Da una parte, i sostenitori dell’establishment, interni ed esterni, ci hanno detto mai così chiaramente come nell’economia del debito la libertà è solo un contesto apparente: i popoli indebitati rimangono formalmente liberi, ma la loro libertà si può esercitare solo dentro il vincolo del debito contratto, e attraverso stili di vita che non ne pregiudichino il rimborso.
La precarizzazione del lavoro, la privatizzazione dei servizi pubblici, la mercificazione dei beni comuni non sono estrazioni di valore dettate da brutali atti di forza e di potere, ma la “naturale” conseguenza di quel vincolo “liberamente” contratto.
E’ così che le speculazioni finanziarie fatte in questi giorni dai mercati, che si alimentano dell’instabilità, vengono narrate come preoccupazione dei mercati, i quali vorrebbero tanto il bene collettivo, se solo noi lo capissimo.
Dall’altra, i sostenitori del sovranismo ci hanno detto mai così chiaramente come non sia assolutamente in discussione la trappola del debito, bensì solo i luoghi di potere da cui essa dev’essere narrata: “prima gli italiani”, intendendo con questo una gerarchia che vedrà i ricchi sempre più ricchi grazie alla flat tax, e il resto della popolazione con in tasca le briciole di un sussidio di disoccupazione spacciato per diritto al reddito e fra le mani possibilmente un’arma per difendersi dagli stranieri.
Ciò che in realtà i contendenti hanno voluto comunicare al popolo è l’impossibilità di un’altra via fuori dalle due predefinite: il sostegno all’establishment in quanto tale, fiscal compact e pareggio di bilancio compresi, e il sovranismo reazionario, flat tax e razzismo compresi.
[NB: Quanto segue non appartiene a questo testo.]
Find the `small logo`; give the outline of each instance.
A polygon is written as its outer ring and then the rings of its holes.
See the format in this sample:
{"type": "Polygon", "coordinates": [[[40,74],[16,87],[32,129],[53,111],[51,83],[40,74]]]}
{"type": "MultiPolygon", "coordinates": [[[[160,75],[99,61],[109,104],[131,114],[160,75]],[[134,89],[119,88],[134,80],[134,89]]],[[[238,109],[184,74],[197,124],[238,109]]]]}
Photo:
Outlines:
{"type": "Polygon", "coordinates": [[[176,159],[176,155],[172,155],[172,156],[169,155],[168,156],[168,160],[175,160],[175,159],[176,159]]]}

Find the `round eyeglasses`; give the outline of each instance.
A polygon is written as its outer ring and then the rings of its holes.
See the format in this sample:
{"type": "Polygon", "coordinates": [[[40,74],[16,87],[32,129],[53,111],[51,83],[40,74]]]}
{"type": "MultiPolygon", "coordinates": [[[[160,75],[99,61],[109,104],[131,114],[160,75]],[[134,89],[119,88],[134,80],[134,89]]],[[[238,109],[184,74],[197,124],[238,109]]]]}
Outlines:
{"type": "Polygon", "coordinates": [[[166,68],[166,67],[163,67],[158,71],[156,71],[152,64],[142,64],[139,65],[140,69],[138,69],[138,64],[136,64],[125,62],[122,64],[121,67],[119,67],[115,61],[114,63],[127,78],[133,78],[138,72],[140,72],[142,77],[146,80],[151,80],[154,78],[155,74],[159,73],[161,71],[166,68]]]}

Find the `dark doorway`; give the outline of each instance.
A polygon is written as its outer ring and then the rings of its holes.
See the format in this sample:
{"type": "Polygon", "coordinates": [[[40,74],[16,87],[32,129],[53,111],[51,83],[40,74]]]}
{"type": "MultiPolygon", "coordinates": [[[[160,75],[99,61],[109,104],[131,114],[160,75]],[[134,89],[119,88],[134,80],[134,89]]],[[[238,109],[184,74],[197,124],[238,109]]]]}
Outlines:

Dentro il terreno di gioco, più che condiviso, delle politiche liberiste e d’austerità, che non possono in nessun modo essere ridiscusse e che hanno bisogno dello shock del debito per disciplinare la società e quanti dentro la stessa non rinunciano a voler cambiare il mondo.
La pretestuosità del conflitto diventa evidente nel risultato finale, così velocemente conseguito: abbiamo ora un governo che nei ruoli chiave ha di nuovo inserito i “tecnici” (Presidenza del Consiglio, Ministero dell’Economia e Finanze e Ministero degli Esteri) dichiarando nei fatti la totale compatibilità con i vincoli monetaristi, con l’aggiunta dell’odore del manganello che promana dal nuovo Minsitero dell’Interno. Più che “la Cina è vicina”, come si diceva una volta, siamo “all’Ungheria è dietro l’angolo”con la benedizione di Francoforte.
Dentro questo quadro, c’è un’altra possibilità, a patto che si decida di prendere davvero parola collettiva sul tema del debito, ponendo alcune questioni reali: a) è accettabile aver pagato, dal 1980 ad oggi, 3.400 mld di interessi su un debito che, nonostante questo, continua ad essere di 2300 mld? b) è accettabile, per chi paga le tasse, aver dato allo Stato, dal 1990 ad oggi, 750 mld in più di quello che lo Stato ha restituito sotto forma di servizi? E’ accettabile aver ridotto i Comuni sul lastrico, nonostante il loro contributo al debito pubblico nazionale non superi l’1,8%? Solo la risposta a queste domande può aprire la discussione su quale modello di società vogliamo.
Con una certezza: il loro potere dura finchè dura la nostra rassegnazione.